Jesus Christ, our Lord and Savior; the Son of God, was the same every day. His consistency teaches us today about how to live good Christian lives. We should be generous with those in need and provide help to those in trouble. We are not to judge others based on our own beliefs or understanding. Jesus also teaches us to rely on Him in all we do. Jesus is consistent in His care of our needs. He is consistent with His distribution of salvation. Jesus does not say, “I don’t want to take the sins of that one but I will for this one”. He took everyone’s sin away so that we all can live eternal lives with God regardless of what they are – no but’s or exceptions.
A positive attitude can get you through just about anything. It seems like every time I turn around, someone is being diagnosed with an illness or cancer. I’m getting older so this must obviously be the next chapter of life. When it’s not us getting the news, our typical response is often, “glad it’s not me”. But what happens when it is you? Your attitude can drive a significant portion of your treatment and recovery. I had a dear friend who, when diagnosed with stage 4 colon cancer, told her doctor that they better the surgery scheduled soon because she had a trip planned in less than six months.
The oncologist sheepishly told her that perhaps she would need to reschedule the trip. She wouldn’t hear of it, had the surgery, the radiation and went on her trip that year and every year afterward for almost 10 years. How do we create positive attitudes when work is just getting us down? We are in control of our attitude; we just have to want to be positive. It is easy to focus on the inconsiderate co-workers, the boss who won’t let up, the long commute or whatever is affecting your attitude. Turn it around. What can you learn from these circumstances? If you are a leader or manager, you must ensure that you are not the cause of distress for others. Today, workers need specialized attention, not a one for all fix. The bottom line is, your attitude is yours – own it.
“When times are good, be happy; but when times are bad, consider; God has made the one as well as the other…” Ecclesiastes 7:14
It is important for us to remember that God made both the good and the bad times. Why? We might not ever find out but we are reminded throughout the bible that God has a plan for us. He never promised a smooth path or guaranteed happiness along the way. He puts obstacles in our path and he opens doors; both to help us grow. The unexpected check that arrives in the mail or the car accident on the way to work, we can grow from both experiences.

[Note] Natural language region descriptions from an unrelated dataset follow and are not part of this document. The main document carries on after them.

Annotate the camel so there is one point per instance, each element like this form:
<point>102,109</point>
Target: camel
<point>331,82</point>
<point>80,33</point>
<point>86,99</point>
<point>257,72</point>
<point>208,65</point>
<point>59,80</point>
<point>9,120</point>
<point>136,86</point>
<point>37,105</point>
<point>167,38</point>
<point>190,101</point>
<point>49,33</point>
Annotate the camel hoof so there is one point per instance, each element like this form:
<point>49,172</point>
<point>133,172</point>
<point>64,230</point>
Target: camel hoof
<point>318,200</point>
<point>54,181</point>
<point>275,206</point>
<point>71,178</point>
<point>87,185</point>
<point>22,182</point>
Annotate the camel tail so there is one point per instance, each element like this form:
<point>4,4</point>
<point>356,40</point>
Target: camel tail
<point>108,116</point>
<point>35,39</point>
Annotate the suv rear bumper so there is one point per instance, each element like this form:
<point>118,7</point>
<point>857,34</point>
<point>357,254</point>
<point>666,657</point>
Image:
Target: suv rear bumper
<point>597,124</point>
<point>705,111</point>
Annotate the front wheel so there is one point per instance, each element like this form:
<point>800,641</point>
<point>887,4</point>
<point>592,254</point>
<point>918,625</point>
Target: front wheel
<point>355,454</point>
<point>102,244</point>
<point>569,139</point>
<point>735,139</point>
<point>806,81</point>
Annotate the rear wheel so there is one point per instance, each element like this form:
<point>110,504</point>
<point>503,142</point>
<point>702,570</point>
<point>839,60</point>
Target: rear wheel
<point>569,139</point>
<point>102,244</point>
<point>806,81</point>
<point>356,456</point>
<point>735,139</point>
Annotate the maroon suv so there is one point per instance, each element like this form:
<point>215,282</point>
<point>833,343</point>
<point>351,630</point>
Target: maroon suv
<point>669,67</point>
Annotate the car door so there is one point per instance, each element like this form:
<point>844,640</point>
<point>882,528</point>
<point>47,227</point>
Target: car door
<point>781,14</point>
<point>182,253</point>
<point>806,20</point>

How we deal with them is our choice. We can turn away and blame God or we can search harder for an understanding to His plan. Sometimes the plan reveals itself right a way, sometimes it’s year and sometimes we will never know. This is why this verse is such sage advice; consider that God has made both the good and the bad. We make our attitudes by choosing to be happy or sad. We choose how to react to life’s events but we aren’t alone. The bible has been filled with suggestions for us to use to “fix” our attitudes. Do you know where to find your next attitude adjustment?